Bangkok - Suphan Buri`s century-old riverside markets convey an ambience that is unique in that even today you can bask in the warm afterglow of their rich and once thriving past, as I discovered on a visit there recently.

Visiting Sam Chuk and Kao Hong, both located by the bank of the Tha Chin River, turned out to be a memorable trip down the memory lane, although the latter is rarely mentioned in travel brochures.

Kao Hong market in Bang Pla Ma district of the province prospered during the 1930s when it was a major trade hub with boats routinely calling port. The market attracted nearby villagers who arrived in boats to sell their farm produce. Those were the days when the river was the main mode of transportation.

However, the construction of roads spelled an end to river traffic and the Tha Chin gradually lost its prominence, as did Kao Hong as a hub for trading goods.

Today Kao Hong is a shadow of its past, devoid of crowds and bearing little resemblance to its glory days. Its most striking connection to more prosperous times are rows of traditional wooden houses and their unique architecture that have been featured in many local films and TV commercials.

Kao Hong retains most of its original architecture. A remarkable evidence of its prosperity in the old days is a four-storey watch tower, standing in the heart of the market. The tower was built in 1934, with several peep holes to keep an eye on attacking bandits.

This enchanting market warrants more than a glance. Neighbourliness presented through cordial welcome and genial smiles of the local people gave us an indelible impression of community spirit which has never died with the passing of time.

A combination of geography, history and strong community spirit have shaped the distinctive identity of Kao Hong. At present, a group of residents determined to preserve their ancestral roots have formed a committee with the hope of revitalising and promoting Kao Hong as a destination for conservation tourism.

"We want to bring this market and the community back to life while sticking to our old values and the traditional lifestyle.
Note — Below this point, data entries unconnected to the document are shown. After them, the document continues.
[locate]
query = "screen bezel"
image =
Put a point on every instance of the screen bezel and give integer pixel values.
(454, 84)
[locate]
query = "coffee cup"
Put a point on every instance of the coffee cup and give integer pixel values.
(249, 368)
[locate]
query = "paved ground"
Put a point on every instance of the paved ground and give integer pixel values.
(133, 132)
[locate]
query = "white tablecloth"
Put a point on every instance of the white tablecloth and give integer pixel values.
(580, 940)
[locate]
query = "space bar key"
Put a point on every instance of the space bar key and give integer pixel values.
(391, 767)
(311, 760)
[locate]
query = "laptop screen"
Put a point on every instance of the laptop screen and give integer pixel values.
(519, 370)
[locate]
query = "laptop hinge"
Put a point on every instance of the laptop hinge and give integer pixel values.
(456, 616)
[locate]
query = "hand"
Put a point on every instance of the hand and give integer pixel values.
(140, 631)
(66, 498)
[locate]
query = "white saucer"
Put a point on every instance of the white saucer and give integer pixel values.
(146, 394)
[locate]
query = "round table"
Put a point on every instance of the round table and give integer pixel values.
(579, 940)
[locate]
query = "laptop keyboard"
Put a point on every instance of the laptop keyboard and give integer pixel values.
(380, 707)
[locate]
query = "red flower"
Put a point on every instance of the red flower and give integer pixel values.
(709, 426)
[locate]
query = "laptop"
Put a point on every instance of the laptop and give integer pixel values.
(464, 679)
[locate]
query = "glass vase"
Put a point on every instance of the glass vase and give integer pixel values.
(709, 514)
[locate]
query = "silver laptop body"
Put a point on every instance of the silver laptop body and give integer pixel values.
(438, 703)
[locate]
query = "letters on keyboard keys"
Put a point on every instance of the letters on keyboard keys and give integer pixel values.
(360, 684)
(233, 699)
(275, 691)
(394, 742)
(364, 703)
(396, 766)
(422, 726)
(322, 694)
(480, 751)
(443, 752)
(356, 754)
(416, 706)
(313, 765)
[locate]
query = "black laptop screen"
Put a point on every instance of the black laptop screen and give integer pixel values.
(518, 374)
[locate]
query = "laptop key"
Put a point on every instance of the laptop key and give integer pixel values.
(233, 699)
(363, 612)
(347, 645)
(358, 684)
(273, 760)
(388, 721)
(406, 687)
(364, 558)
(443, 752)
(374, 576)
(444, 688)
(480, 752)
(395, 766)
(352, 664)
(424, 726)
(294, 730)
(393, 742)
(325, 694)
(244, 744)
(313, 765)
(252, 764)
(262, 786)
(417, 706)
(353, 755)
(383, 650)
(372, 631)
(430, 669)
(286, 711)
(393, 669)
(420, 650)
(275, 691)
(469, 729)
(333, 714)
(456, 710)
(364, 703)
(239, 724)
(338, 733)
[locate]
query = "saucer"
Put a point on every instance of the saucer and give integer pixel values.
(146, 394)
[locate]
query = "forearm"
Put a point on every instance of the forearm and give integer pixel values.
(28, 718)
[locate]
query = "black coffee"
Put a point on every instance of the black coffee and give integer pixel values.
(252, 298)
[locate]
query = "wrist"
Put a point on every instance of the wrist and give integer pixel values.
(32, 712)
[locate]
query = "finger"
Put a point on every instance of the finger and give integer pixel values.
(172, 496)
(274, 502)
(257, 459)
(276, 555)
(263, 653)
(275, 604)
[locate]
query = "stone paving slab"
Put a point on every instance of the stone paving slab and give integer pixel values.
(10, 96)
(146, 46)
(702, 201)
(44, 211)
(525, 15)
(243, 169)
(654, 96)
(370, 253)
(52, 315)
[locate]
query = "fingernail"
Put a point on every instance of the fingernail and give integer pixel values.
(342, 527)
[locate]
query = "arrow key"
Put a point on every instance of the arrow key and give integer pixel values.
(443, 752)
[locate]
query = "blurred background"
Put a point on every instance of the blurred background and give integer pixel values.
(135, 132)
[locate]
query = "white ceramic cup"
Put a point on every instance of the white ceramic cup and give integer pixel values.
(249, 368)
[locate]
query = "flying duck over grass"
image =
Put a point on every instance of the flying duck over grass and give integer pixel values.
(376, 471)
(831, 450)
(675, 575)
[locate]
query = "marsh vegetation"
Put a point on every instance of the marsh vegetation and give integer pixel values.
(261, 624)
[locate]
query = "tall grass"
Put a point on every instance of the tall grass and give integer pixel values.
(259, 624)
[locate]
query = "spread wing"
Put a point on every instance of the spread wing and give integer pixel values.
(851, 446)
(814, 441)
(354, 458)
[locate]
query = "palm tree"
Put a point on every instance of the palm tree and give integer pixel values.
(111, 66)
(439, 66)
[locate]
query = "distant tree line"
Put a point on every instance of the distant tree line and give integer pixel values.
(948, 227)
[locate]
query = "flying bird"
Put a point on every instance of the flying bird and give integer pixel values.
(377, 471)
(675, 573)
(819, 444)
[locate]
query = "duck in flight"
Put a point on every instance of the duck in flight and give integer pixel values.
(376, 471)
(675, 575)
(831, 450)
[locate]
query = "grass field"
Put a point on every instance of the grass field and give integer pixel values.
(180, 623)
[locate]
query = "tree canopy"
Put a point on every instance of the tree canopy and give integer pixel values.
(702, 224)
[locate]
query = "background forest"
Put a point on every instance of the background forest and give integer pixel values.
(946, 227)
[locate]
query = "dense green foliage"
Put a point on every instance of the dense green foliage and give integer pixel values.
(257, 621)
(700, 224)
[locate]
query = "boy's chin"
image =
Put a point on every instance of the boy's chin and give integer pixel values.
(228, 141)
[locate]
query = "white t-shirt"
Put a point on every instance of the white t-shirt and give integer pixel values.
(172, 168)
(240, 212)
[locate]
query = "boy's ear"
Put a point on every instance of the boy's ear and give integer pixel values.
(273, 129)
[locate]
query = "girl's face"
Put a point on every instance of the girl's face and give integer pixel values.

But we still cannot tell how it is going to change our community.

"It seems to us that most tourists just head straight for Sam Chuk when visiting Suphan Buri," said a senior committee member who has lived in Kao Hong since boats were still the basic mode of transportation.

Those words became more apparent as I visited Sam Chuk, a very bustling market by comparison.
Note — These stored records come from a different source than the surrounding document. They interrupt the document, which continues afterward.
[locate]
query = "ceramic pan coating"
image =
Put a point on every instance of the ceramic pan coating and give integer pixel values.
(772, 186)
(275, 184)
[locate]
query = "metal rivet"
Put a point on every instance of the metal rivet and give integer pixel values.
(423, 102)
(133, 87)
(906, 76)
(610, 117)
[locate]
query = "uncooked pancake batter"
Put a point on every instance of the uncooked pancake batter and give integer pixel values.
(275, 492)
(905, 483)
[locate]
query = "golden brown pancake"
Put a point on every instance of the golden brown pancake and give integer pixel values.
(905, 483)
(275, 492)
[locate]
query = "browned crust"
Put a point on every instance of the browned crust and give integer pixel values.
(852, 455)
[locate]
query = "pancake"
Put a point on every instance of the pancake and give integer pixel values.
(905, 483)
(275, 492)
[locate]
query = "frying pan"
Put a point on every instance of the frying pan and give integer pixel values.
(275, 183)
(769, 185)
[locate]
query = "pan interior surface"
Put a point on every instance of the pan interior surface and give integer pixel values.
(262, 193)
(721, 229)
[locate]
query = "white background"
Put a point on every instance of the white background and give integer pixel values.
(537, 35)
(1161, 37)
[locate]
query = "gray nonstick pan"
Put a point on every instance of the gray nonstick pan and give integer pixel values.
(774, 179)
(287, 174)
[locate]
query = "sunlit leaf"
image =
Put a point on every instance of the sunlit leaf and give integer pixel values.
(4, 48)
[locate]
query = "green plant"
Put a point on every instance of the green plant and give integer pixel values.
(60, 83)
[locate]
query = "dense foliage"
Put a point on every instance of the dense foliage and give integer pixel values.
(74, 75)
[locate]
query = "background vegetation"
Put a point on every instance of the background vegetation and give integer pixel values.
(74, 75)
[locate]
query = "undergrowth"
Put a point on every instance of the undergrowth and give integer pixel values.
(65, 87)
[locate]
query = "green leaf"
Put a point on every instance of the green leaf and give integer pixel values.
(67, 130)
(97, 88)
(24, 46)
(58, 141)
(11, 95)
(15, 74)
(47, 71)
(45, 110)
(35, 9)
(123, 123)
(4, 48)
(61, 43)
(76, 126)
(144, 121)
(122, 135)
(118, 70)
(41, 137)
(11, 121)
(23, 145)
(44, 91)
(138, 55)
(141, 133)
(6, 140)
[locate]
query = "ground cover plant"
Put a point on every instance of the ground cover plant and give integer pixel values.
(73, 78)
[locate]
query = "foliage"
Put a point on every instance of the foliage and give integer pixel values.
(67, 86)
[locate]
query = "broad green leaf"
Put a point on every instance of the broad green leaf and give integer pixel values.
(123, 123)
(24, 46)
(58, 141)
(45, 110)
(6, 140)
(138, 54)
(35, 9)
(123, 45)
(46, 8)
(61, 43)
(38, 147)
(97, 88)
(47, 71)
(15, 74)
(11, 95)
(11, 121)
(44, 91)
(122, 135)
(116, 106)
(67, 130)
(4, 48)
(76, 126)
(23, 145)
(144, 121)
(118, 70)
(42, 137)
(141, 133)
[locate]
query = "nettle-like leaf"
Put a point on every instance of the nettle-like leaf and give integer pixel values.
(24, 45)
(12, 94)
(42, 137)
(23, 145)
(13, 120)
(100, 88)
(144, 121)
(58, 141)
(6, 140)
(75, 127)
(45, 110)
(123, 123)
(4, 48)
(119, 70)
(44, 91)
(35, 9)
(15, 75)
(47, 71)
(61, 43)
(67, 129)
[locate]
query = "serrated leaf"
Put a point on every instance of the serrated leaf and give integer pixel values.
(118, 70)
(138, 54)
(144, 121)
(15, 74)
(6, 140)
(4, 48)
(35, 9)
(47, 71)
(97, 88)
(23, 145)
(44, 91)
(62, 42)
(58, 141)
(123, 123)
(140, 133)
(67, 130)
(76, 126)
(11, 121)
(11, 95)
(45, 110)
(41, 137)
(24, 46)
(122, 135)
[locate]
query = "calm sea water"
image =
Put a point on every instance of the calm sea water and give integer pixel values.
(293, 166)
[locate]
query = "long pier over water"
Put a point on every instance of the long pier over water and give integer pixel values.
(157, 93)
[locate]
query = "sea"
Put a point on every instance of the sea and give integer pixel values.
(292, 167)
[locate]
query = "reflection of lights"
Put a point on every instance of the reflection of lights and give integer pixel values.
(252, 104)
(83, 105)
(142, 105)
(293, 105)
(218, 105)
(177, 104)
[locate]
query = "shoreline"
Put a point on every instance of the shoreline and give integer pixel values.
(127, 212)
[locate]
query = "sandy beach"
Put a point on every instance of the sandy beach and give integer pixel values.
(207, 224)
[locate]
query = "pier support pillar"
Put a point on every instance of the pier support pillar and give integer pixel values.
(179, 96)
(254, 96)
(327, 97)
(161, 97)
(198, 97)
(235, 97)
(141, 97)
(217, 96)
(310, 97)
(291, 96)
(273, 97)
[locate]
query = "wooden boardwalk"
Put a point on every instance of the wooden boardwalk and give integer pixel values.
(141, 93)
Sitting next to the district office, Sam Chuk market was packed with hundreds of buyers and vendors selling local wares. Shops competed to win attention of buyers. The atmosphere here was certainly more vibrant. Passing row after row of stalls selling traditional food and Thai sweets, visitors were bombarded with all sorts of sights, sounds and tastes.

Besides tasty food, there were traditional coffee houses, antique clock shops and a vintage studio where you could pose for pictures - black and white - dressed in period costumes.

The highlight of Sam Chuk is the 90-year-old residence of Khun Jamnong Jeenarak, the first tax collector of the district.

The wooden house, completed with its original features such as balconies and carved eaves, was renovated and turned into a museum.

An exhibition of maps, photographs, antiques and furniture inside the building encapsulates the history of Sam Chuk and places of interest there.

Sam Chuk, too, was a riverside hub until the advent of public highways. The market was in a state of decay until it was revived by a committee set up by local residents in 2002 that has succeeded in breathing new life into the market. It is now high on the itinerary of Bangkokians visiting Suphan Buri.

Although concrete structures can be spotted here and there, most of the wooden architecture in the market area has been well maintained.

Our sojourn to Suphan Buri was an enjoyable step back into its rich history. Kao Hong and Sam Chuk may seem similar, but if you scratch the surface you will understand that each has its own story to tell.

Sam Chuk has now transformed itself into a brisk and dynamic tourist attraction, whereas Kao Hong portrays the genuine old-world charm and the simple way of life that are increasingly rare to find in a world driven by profits.

But both markets are good examples of how local people can contribute to preserving the identity of communities they live in. The fact that change is inevitable, and modernisation is slowly gaining a foothold there puts the locals in a dilemma.

It remains to be seen if the collective efforts of local residents will be able to withstand the test of time.